Dr. Dambisa Moyo, author of Winner Take All: China’s Race for Resources and What It Means for the World, was interviewed by Fox Business regarding the repercussions of China’s push to acquire commodities more aggressively than any other country in the history of the world.
Moyo disagreed with the assessment by some that China’s economy is going to crash. She sees a soft landing with worst case estimates showing a 7 to 7.5 percent growth in GDP, but if growth slows below 6 percent we should be very worried.
Moyo said the fundamental question is whether the government will step in if problems persist and she believes the evidence is that they will. Chinese officials recently cut rates 25 basis points which they hadn’t done in a long time. The Chinese also have ample room to intervene with a stimulus package if need be, she added.
Moyo said the recent decline in commodity prices is emblematic of softening growth, but fundamentally the story between demand and supply still exists. Moyo said China’s push for commodities is multilateral in that it is going to Brazil, Argentina, across Africa and Eastern Europe while developing symbiotic deals. Moyo compared China’s multilateral approach to the U. S. which has traditionally adopted a unilateral approach of securing resources through wars and military incursions such as that in Iraq. The U. S. strategy has forced resources prices much higher than they would otherwise be, she added.

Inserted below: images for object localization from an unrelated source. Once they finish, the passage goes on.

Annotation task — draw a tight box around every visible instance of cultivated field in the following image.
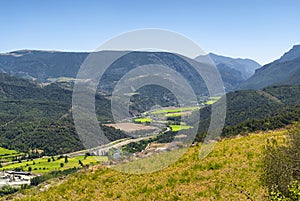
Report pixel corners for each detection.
[0,147,23,164]
[0,155,107,174]
[105,123,158,133]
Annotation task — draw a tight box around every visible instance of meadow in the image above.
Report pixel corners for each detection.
[203,96,221,105]
[151,107,200,114]
[0,155,107,174]
[165,113,182,117]
[0,147,23,164]
[134,117,152,123]
[169,124,193,131]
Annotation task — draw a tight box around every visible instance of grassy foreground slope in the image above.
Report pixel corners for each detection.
[8,129,289,201]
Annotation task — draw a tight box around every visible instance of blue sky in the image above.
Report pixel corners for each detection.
[0,0,300,64]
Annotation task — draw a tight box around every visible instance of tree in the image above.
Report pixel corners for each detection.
[64,156,68,163]
[84,152,90,159]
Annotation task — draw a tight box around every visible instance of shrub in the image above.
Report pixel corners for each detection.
[0,185,18,196]
[262,123,300,199]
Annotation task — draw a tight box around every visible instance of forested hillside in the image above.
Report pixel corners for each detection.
[195,85,300,141]
[1,71,300,155]
[0,73,127,155]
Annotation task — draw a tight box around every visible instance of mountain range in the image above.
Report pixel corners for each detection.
[1,45,300,93]
[0,50,261,93]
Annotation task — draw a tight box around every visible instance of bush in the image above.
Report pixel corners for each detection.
[269,181,300,201]
[31,168,78,186]
[262,123,300,200]
[0,185,18,196]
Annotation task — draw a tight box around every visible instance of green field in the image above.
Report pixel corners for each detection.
[165,113,182,117]
[151,107,200,114]
[169,125,193,131]
[0,147,18,156]
[204,100,215,105]
[0,155,107,173]
[203,96,221,105]
[134,117,152,123]
[0,147,23,163]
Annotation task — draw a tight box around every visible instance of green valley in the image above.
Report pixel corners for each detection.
[0,40,299,201]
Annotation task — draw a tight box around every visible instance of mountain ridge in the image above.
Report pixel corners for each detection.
[240,45,300,89]
[277,44,300,62]
[195,52,261,80]
[0,49,260,92]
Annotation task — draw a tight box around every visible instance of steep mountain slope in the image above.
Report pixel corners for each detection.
[195,84,300,141]
[240,45,300,89]
[98,51,209,96]
[277,44,300,62]
[225,84,300,125]
[215,63,245,91]
[195,53,261,91]
[206,53,261,79]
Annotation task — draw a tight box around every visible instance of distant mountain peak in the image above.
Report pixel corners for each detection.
[278,44,300,62]
[208,53,260,63]
[195,53,261,79]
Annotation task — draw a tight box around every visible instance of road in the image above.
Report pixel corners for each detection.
[68,126,171,157]
[67,135,155,157]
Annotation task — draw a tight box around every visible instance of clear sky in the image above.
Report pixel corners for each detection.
[1,0,300,65]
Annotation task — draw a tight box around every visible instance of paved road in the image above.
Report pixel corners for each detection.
[67,135,154,157]
[68,127,171,157]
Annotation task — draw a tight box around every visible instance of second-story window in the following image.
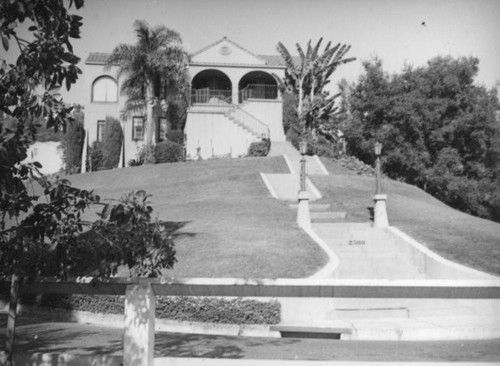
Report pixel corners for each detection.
[92,76,118,103]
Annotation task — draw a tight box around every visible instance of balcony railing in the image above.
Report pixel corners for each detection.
[191,88,232,105]
[239,84,278,103]
[190,85,278,106]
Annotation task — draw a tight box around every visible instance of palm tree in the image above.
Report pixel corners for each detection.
[107,20,190,144]
[275,38,355,139]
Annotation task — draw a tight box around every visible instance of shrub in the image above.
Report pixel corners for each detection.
[165,130,185,145]
[15,293,281,325]
[60,109,85,174]
[247,138,271,157]
[102,116,123,169]
[129,143,156,167]
[154,141,184,163]
[89,141,104,171]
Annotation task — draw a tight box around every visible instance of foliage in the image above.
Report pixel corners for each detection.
[128,143,156,166]
[91,190,176,277]
[165,130,185,145]
[341,56,500,221]
[247,138,271,157]
[107,20,190,144]
[89,140,104,171]
[166,99,188,131]
[11,293,281,325]
[102,116,123,169]
[154,141,184,163]
[60,106,85,174]
[275,38,355,143]
[156,297,280,324]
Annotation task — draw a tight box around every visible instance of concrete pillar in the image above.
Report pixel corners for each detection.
[231,76,239,105]
[124,282,156,366]
[373,194,389,228]
[297,190,311,229]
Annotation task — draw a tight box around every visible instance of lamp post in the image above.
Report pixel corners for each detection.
[297,139,311,229]
[374,141,382,195]
[373,141,389,228]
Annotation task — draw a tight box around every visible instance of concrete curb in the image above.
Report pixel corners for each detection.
[0,305,280,338]
[388,226,500,280]
[313,155,329,175]
[302,226,339,279]
[1,353,496,366]
[259,172,279,199]
[282,154,296,174]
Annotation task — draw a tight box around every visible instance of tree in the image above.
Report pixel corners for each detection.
[60,105,85,174]
[0,2,176,362]
[275,38,355,143]
[341,56,500,221]
[102,116,123,169]
[107,20,190,144]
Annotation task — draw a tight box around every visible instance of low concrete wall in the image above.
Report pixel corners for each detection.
[387,226,499,280]
[0,352,121,366]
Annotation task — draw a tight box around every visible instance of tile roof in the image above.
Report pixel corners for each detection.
[85,38,298,68]
[85,52,111,65]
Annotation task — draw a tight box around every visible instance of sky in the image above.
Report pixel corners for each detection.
[8,0,500,103]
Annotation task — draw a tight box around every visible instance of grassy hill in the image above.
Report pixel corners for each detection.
[68,156,500,278]
[69,157,327,278]
[316,158,500,276]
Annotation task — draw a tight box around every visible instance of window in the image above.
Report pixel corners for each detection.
[92,76,118,103]
[132,117,145,141]
[97,120,105,142]
[158,117,167,142]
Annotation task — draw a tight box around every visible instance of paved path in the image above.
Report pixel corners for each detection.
[1,315,499,362]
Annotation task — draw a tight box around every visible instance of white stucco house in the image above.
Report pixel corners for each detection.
[82,37,287,168]
[23,141,64,175]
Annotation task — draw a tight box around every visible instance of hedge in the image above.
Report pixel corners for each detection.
[9,293,281,325]
[154,141,184,163]
[247,138,271,157]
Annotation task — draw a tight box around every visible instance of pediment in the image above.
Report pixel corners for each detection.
[191,37,266,66]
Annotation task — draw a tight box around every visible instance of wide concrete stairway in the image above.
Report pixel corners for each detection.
[260,143,500,340]
[313,223,425,279]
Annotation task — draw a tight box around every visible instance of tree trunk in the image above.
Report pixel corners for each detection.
[298,78,304,135]
[5,274,19,366]
[146,87,156,145]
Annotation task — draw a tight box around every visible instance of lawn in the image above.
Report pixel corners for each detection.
[315,158,500,276]
[68,157,328,278]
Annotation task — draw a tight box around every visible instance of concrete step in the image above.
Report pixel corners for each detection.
[310,211,347,223]
[331,307,410,319]
[288,203,332,211]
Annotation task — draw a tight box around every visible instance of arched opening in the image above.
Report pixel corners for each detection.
[92,76,118,103]
[191,69,232,104]
[238,71,278,103]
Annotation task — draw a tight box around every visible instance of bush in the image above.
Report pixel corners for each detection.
[16,293,281,325]
[129,143,156,166]
[102,116,123,169]
[60,108,85,174]
[247,138,271,157]
[89,141,104,171]
[154,141,184,163]
[165,130,185,145]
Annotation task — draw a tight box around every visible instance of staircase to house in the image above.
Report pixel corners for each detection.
[184,104,269,159]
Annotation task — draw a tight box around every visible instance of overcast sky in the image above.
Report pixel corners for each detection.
[10,0,500,103]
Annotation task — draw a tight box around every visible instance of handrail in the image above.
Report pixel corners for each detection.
[226,105,270,139]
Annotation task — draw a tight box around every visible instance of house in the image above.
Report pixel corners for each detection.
[23,141,63,175]
[82,37,287,169]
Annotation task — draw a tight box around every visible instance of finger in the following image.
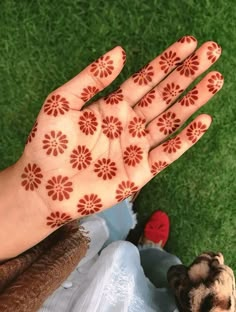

Moyo adamently stated that over the long term the implications will be that prices of land, water, energy and minerals will be driven much higher. People’s belief there will be a reprieve in the supply of energy might be overplayed according to Moyo.
When asked what could be done to mitigate the damage from higher commodity prices, Moyo said the U. S. needed to be much more aggressive in negotiating deals in a multilateral fashion across the world.